Elle soutient que les moyens soulevés par M. E... ne sont pas fondés.
Par un mémoire enregistré le 27 octobre 2020 le ministre du travail, de l'emploi et de l'insertion conclut au rejet de la requête.
Il réitère ses observations formulées en première instance.
Vu les autres pièces du dossier.
Vu :
- le code du travail ;
- le décret n° 2020-1406 du 18 novembre 2020 ;
- le code de justice administrative.
Les parties ont été régulièrement averties du jour de l'audience.
A été entendu au cours de l'audience publique :
- le rapport de Mme Florence Rey-Gabriac,
- les conclusions de M. Axel Basset, rapporteur public,
- et les observations de Me Vuez, représentant la société Atelier Proto Production.
Considérant ce qui suit :
1. Monsieur C... E... a été recruté par contrat à durée indéterminée le
16 août 2005, en qualité de responsable section tournage au sein de l'Atelier Proto Production (APP), société spécialisée dans la fabrication de prototypes dans les domaines de l'aéronautique, du spatial et de l'automobile. Il est délégué du personnel depuis le
28 novembre 2013. Le 1er avril 2014, APP a été rachetée par le groupe Nexteam, implanté dans le Sud-Ouest avec un effectif de 500 salariés. A la suite de difficultés économiques et de l'échec d'un projet de reprise, les dirigeants de la société APP ont procédé à sa fermeture au cours de l'année 2015. Le 17 décembre 2015, l'inspectrice du travail, saisie d'une demande d'autorisation de licencier M. E..., a pris une décision de refus, confirmée implicitement par le ministre du travail.
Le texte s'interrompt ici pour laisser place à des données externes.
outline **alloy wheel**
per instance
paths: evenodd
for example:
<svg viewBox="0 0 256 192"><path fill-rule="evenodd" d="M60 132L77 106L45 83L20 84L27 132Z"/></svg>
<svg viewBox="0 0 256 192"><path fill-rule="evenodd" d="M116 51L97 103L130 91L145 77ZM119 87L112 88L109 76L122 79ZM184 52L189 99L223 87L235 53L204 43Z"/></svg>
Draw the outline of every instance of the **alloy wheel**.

Cependant, l'inspectrice du travail a accordé à l'entreprise APP l'autorisation de procéder au licenciement de M. E... pour le motif tiré de la cessation d'activité de la société le 14 avril 2016. Le ministre du travail a opposé un rejet implicite du recours hiérarchique formé par le salarié à l'encontre de cette décision de l'inspectrice du travail. M. E... relève appel du jugement du 6 décembre 2018 par lequel le tribunal administratif de Toulouse a rejeté sa demande tendant à l'annulation de ces deux dernières décisions.
Sur les conclusions à fin d'annulation :
2. Il ressort des termes mêmes de la décision du 14 avril 2016 de l'inspectrice du travail de la Haute-Garonne, que celle-ci s'est fondée, pour estimer établi le motif économique de licenciement de M. E..., sur la seule cessation totale et définitive d'activité de la société APP.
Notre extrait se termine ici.